How to interpret the output
- Regression equation: Gives your prediction rule for Y.
- Slope (b1): Positive means Y tends to rise as X rises; negative means the opposite.
- Intercept (b0): Baseline Y when X is zero (interpret with context).
- Correlation (r): Direction and strength of linear association, from -1 to +1.
- R²: Proportion of variation in Y explained by X.
- Residual standard error: Typical prediction error size in Y units.
Example interpretation
If your model returns Y = 1.2 + 0.85X with R² = 0.78:
- Each 1-unit increase in X is associated with a 0.85 increase in Y.
- About 78% of the variation in Y is explained by a linear trend with X.
- The remaining 22% may come from noise, omitted variables, or non-linear behavior.

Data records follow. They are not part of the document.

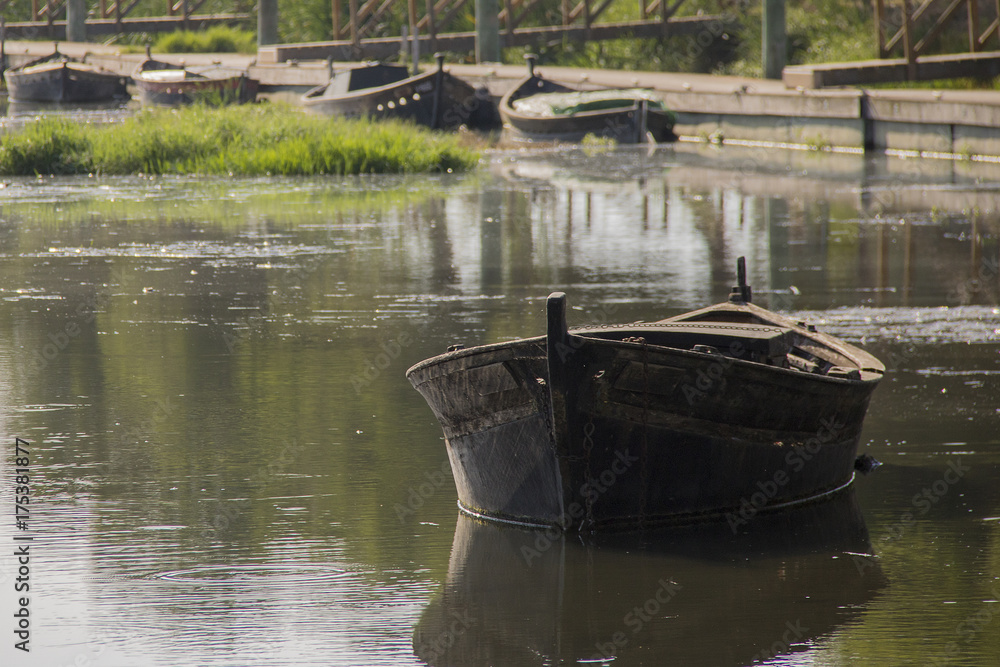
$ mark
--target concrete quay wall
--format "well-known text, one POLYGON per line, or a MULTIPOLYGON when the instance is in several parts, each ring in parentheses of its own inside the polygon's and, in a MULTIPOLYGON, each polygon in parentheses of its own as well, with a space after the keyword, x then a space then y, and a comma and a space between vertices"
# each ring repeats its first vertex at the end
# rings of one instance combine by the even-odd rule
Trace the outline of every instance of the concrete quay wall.
POLYGON ((788 88, 781 81, 539 68, 578 85, 654 89, 685 139, 1000 161, 1000 91, 788 88))
MULTIPOLYGON (((60 43, 70 55, 129 74, 143 58, 94 44, 60 43), (77 53, 79 52, 79 53, 77 53)), ((325 83, 326 62, 276 62, 262 48, 257 57, 235 54, 158 55, 168 61, 221 61, 246 67, 265 96, 295 101, 325 83)), ((51 53, 47 43, 8 44, 12 66, 51 53)), ((334 63, 336 68, 357 63, 334 63)), ((526 68, 501 64, 449 64, 452 74, 486 86, 494 99, 514 86, 526 68)), ((848 152, 898 152, 1000 162, 1000 91, 789 88, 776 80, 539 66, 542 76, 582 88, 654 90, 678 114, 675 131, 685 140, 761 143, 848 152)))

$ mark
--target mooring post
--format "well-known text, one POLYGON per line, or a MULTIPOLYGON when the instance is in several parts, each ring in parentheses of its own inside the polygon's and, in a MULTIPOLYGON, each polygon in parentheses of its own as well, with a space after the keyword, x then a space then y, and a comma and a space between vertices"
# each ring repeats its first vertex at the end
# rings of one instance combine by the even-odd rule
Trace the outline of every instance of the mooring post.
POLYGON ((785 68, 785 0, 764 0, 763 53, 765 79, 780 79, 785 68))
POLYGON ((86 0, 66 0, 66 41, 87 41, 86 0))
POLYGON ((257 47, 278 43, 278 0, 257 2, 257 47))
POLYGON ((500 62, 500 17, 496 0, 476 0, 476 62, 500 62))

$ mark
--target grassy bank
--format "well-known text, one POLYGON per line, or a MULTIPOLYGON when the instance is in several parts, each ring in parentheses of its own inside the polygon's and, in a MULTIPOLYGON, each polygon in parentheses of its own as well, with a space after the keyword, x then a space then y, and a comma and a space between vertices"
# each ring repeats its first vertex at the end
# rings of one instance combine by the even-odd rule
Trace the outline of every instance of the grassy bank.
POLYGON ((43 119, 0 137, 0 174, 415 173, 472 168, 455 135, 285 105, 144 110, 121 124, 43 119))

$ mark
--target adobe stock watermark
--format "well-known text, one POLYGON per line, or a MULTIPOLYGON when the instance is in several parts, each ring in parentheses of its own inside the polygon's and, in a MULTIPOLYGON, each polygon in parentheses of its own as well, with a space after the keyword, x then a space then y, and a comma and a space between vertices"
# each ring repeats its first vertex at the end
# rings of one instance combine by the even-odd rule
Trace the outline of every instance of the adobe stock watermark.
MULTIPOLYGON (((882 545, 887 545, 902 539, 906 532, 916 525, 917 520, 927 515, 971 470, 972 468, 964 465, 961 459, 948 461, 948 467, 945 468, 941 477, 933 484, 925 486, 913 494, 910 499, 910 508, 904 510, 894 523, 885 528, 879 542, 882 545)), ((853 557, 853 560, 859 575, 864 575, 868 568, 875 566, 875 556, 858 554, 853 557)))
POLYGON ((704 28, 698 31, 691 44, 688 45, 687 57, 691 60, 700 58, 715 43, 715 40, 720 37, 723 39, 729 38, 726 33, 726 24, 718 19, 710 21, 704 28))
POLYGON ((948 294, 948 303, 965 305, 972 303, 980 294, 996 292, 997 276, 1000 276, 1000 260, 984 257, 974 276, 952 288, 948 294))
MULTIPOLYGON (((984 602, 983 607, 972 614, 969 614, 955 626, 955 641, 945 644, 941 652, 924 663, 924 667, 947 667, 953 665, 966 650, 969 645, 990 630, 990 626, 997 616, 1000 616, 1000 583, 994 581, 990 589, 993 600, 984 602)), ((990 636, 996 631, 994 630, 990 636)))
POLYGON ((607 641, 598 641, 594 644, 597 652, 590 656, 591 661, 613 660, 623 648, 628 646, 631 639, 642 632, 647 623, 660 616, 663 608, 684 588, 676 581, 663 578, 657 584, 659 586, 653 595, 641 605, 632 607, 622 617, 623 629, 613 632, 607 641), (626 629, 632 631, 631 635, 626 632, 626 629))
MULTIPOLYGON (((601 304, 601 306, 590 315, 590 322, 584 325, 583 328, 587 327, 599 327, 606 326, 608 324, 613 324, 611 317, 618 312, 618 304, 606 303, 601 304)), ((586 343, 586 338, 583 336, 574 336, 573 331, 580 327, 572 327, 569 330, 570 336, 567 343, 556 343, 556 352, 559 353, 559 360, 566 361, 566 358, 572 354, 575 354, 586 343)))
MULTIPOLYGON (((257 471, 249 477, 247 482, 250 485, 250 488, 259 488, 269 479, 283 473, 288 469, 288 466, 295 461, 301 451, 302 445, 298 442, 298 440, 291 439, 285 442, 284 446, 275 452, 271 460, 268 461, 266 465, 258 468, 257 471)), ((217 539, 220 532, 229 528, 229 526, 232 525, 232 523, 250 507, 252 501, 253 499, 251 498, 242 498, 226 503, 212 518, 212 527, 205 528, 201 531, 202 538, 206 540, 217 539)), ((218 502, 222 505, 221 500, 218 502)))
MULTIPOLYGON (((322 263, 319 261, 307 262, 283 274, 283 280, 290 281, 296 287, 303 285, 321 267, 322 263)), ((291 290, 287 287, 276 286, 268 301, 252 309, 252 312, 240 318, 230 327, 224 327, 222 340, 226 344, 226 350, 232 354, 240 344, 264 333, 267 329, 267 323, 277 316, 278 309, 284 310, 284 307, 292 302, 290 292, 291 290)), ((216 326, 220 325, 221 323, 216 323, 216 326)))
POLYGON ((379 351, 364 360, 364 370, 351 377, 351 387, 355 395, 360 394, 382 375, 389 366, 397 361, 407 347, 416 338, 409 331, 400 332, 395 338, 379 346, 379 351))
MULTIPOLYGON (((594 425, 587 424, 584 427, 584 437, 589 440, 593 433, 594 425)), ((553 544, 562 539, 564 532, 571 526, 578 523, 582 526, 589 515, 589 507, 607 493, 608 489, 613 487, 619 478, 632 467, 632 464, 638 461, 639 457, 632 456, 627 449, 615 452, 614 458, 607 468, 580 485, 580 496, 584 499, 583 503, 579 501, 570 503, 553 525, 544 530, 539 529, 531 546, 521 545, 521 556, 524 558, 524 562, 530 567, 536 558, 540 558, 542 554, 552 548, 553 544)))
POLYGON ((757 490, 750 496, 743 496, 739 503, 739 509, 726 513, 726 521, 729 523, 733 535, 738 532, 741 526, 747 525, 760 511, 771 504, 793 476, 802 472, 806 464, 815 458, 823 447, 840 437, 846 425, 844 422, 838 421, 836 417, 821 419, 820 424, 816 435, 789 448, 784 458, 785 468, 779 468, 770 477, 758 480, 756 482, 757 490))
POLYGON ((753 654, 749 663, 763 662, 771 660, 786 653, 791 653, 792 646, 800 642, 809 632, 809 628, 802 625, 801 620, 785 621, 785 631, 781 633, 781 639, 776 639, 770 646, 762 648, 753 654))
POLYGON ((45 342, 29 353, 28 372, 38 373, 55 363, 56 359, 72 346, 111 302, 107 288, 123 284, 125 284, 123 269, 119 266, 112 267, 109 281, 101 289, 80 300, 70 314, 63 318, 62 323, 46 334, 45 342))
POLYGON ((416 514, 417 510, 423 507, 428 499, 440 491, 441 487, 448 483, 450 472, 451 463, 445 459, 444 463, 437 470, 424 473, 425 481, 417 486, 411 485, 406 492, 406 504, 396 503, 392 507, 393 511, 396 512, 396 518, 399 519, 399 522, 403 523, 407 517, 416 514))
POLYGON ((31 351, 31 372, 40 372, 55 362, 56 358, 66 351, 84 331, 84 326, 97 319, 97 314, 104 310, 110 297, 96 293, 80 301, 73 309, 73 315, 65 323, 46 334, 46 341, 40 347, 31 351))
POLYGON ((466 125, 470 120, 479 124, 487 120, 486 114, 491 109, 490 93, 485 88, 477 88, 472 95, 462 101, 456 101, 441 114, 441 124, 444 127, 466 125))
POLYGON ((170 402, 170 397, 158 398, 155 401, 156 407, 146 419, 139 424, 130 426, 118 432, 119 445, 131 445, 145 440, 152 433, 157 425, 169 418, 177 411, 177 406, 170 402))
POLYGON ((436 665, 438 660, 444 657, 445 652, 455 645, 458 638, 464 635, 476 622, 476 619, 469 615, 468 610, 452 611, 450 616, 451 623, 448 624, 448 627, 429 641, 423 641, 421 638, 420 646, 415 650, 415 653, 429 665, 436 665))

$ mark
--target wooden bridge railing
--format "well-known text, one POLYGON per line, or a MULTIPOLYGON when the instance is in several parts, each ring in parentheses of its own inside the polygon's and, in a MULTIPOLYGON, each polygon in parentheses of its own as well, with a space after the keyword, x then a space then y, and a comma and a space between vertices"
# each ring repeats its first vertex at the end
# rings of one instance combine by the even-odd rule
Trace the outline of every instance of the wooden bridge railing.
MULTIPOLYGON (((375 37, 385 17, 394 6, 405 2, 405 15, 409 26, 415 27, 422 35, 431 39, 452 24, 459 13, 472 0, 425 0, 422 16, 417 7, 417 0, 347 0, 345 13, 344 0, 331 0, 333 15, 332 37, 334 41, 350 40, 357 44, 361 39, 375 37), (343 21, 346 14, 347 21, 343 21)), ((543 0, 504 0, 499 19, 501 32, 507 35, 513 33, 531 16, 543 0)), ((598 17, 616 0, 578 0, 575 6, 572 0, 560 0, 560 14, 563 26, 583 25, 590 28, 598 17)), ((642 20, 658 16, 664 23, 668 21, 684 3, 684 0, 639 0, 642 20)))
MULTIPOLYGON (((946 28, 961 21, 963 7, 970 52, 982 51, 993 37, 1000 37, 1000 0, 994 0, 992 11, 989 12, 993 14, 993 20, 982 32, 980 27, 984 21, 984 9, 978 0, 948 0, 948 5, 936 19, 933 18, 934 14, 942 4, 939 0, 923 0, 916 9, 911 7, 909 0, 902 0, 902 7, 893 12, 893 17, 887 14, 885 0, 873 0, 873 3, 879 58, 889 58, 893 50, 902 47, 903 56, 911 68, 918 57, 929 53, 931 46, 946 28), (930 23, 923 37, 917 34, 918 23, 921 26, 930 23)), ((990 17, 987 15, 986 18, 988 20, 990 17)))
MULTIPOLYGON (((6 23, 11 28, 19 26, 19 30, 13 30, 14 34, 38 36, 40 31, 45 31, 49 37, 57 38, 62 36, 62 28, 57 28, 56 22, 66 21, 68 2, 69 0, 31 0, 29 13, 26 0, 0 0, 0 17, 6 17, 6 23), (12 9, 19 11, 10 12, 12 9), (16 13, 22 22, 11 21, 10 13, 16 13)), ((102 35, 130 31, 162 32, 250 18, 246 14, 237 13, 197 15, 206 2, 207 0, 85 0, 89 17, 87 31, 102 35), (142 11, 136 12, 138 7, 142 11), (157 7, 163 9, 156 9, 157 7), (149 16, 157 12, 162 12, 159 17, 149 16), (136 17, 136 14, 144 16, 136 17)))
MULTIPOLYGON (((0 0, 0 12, 18 0, 0 0)), ((31 0, 31 21, 55 21, 66 16, 67 0, 31 0)), ((142 0, 99 0, 94 8, 100 18, 125 18, 142 0)), ((206 0, 166 0, 168 16, 191 16, 206 0)))

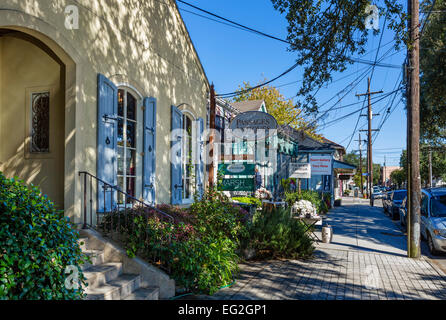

Core assumptions of simple linear regression
For trustworthy results, these assumptions should be reasonably met:
- Linearity: The relationship between X and Y is approximately linear.
- Independence: Observations are independent from one another.
- Constant variance: Residual spread is similar across X values (homoscedasticity).
- Residual normality: Important for certain inferential procedures.
- No major outliers: Extreme points can heavily distort slope and fit statistics.
Common mistakes to avoid
- Using mismatched X and Y list lengths
- Interpreting correlation as proof of causation
- Extrapolating too far outside the observed X range
- Ignoring residual patterns that suggest non-linearity
- Relying only on R² without checking domain logic
When this calculator is useful
This tool is ideal for quick analysis in business, finance, operations, education, and science whenever you need to quantify a linear trend or make straightforward predictions. For multiple predictors, interaction terms, or non-linear relationships, move to multiple regression or specialized modeling tools.